The Patna Medical College and Hospital administration seems to have done little about ensuring safety of newborns there even after a baby was stolen from the admission ward of the gynaecology department building on New Year’s Eve.
This is what The Telegraph found after visiting the health hub on Thursday.
Where: Entrance to the gynaecology department building
What we saw: Guards deployed there neither asked this correspondent once to show her identity card nor did they ask whom to meet. They rather helped to open the door of the admission ward
What we heard: What we heard: “When I went outside the building around 11.45pm on Wednesday night to bring medicine for my patient, I found all the security guards sleeping at their places,” said Archana Mishra, an attendant of a patient in the maternity ward and a resident of Fatuha
Where: Admission ward, where pregnant women are kept before Caesarean and normal deliveries. One has to enter this ward to go to maternity ward where women are shifted with their newborns after delivery
What we saw: Even after entering admission ward, the lady doctor as well as junior doctors and nurses did not ask this correspondent why she had entered the ward when they were treating an emergency case. The condition of a pregnant lady had become serious and the lady doctor along with some juniors were attending to the patient
What we heard: “For Tuesday’s incident, you can’t blame the hospital administration. The woman handed over the newborn to some unknown people in the ward and they stole the baby. Why did she hand over the baby to some unknown person? It was her fault. There are security guards in the hospital but they cannot look after every patient. Patients and their attendants also have to understand their responsibility,” said a junior doctor, who did not wish to be named.

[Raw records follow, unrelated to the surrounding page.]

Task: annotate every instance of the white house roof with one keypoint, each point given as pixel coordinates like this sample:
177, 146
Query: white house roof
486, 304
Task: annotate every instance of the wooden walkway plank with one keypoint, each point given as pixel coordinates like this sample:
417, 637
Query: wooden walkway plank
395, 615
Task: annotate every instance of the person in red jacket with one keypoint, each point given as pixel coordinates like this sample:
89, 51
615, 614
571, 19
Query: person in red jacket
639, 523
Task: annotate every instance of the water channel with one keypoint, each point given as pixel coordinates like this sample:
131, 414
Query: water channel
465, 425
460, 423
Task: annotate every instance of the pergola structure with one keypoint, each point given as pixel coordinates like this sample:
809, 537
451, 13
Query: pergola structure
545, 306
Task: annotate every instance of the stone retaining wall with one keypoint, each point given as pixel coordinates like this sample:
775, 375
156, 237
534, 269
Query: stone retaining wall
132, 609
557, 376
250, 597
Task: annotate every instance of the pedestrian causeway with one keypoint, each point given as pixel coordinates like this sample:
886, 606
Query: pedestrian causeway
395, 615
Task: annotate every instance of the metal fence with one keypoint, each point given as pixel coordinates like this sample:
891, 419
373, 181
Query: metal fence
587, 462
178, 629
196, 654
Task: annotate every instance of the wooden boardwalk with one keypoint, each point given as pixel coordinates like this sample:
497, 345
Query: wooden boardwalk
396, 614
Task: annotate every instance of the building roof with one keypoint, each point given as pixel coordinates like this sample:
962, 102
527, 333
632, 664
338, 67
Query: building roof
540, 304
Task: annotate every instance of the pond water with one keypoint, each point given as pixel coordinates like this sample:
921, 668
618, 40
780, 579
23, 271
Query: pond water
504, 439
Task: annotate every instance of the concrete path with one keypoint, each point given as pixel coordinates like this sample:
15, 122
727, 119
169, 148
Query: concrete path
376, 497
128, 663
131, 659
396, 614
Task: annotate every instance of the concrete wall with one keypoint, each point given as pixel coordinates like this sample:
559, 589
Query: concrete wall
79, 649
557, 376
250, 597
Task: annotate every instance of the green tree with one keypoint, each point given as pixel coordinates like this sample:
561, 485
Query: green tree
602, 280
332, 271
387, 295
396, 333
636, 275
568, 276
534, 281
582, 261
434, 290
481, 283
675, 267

Where: Maternity ward. This correspondent visited different rooms, including special cabin rooms (where newborns are shifted with their mothers), labour room and intensive care unit
What we saw: No security guard. Maids present inside the maternity ward are hardly bothered about anybody’s entry in the ward
What we heard: “Why the PMCH authorities can’t issue passes for attendants of patients to strengthen the security arrangements?” said Malti Devi, 65, an attendant of a patient in the room D-2 (where Tuesday’s incident took place)
Officialspeak: “Due to some reasons, we could not renew the entry pass system but we would reintroduce it from January 26,” Bimal Karak, deputy superintendent, PMCH.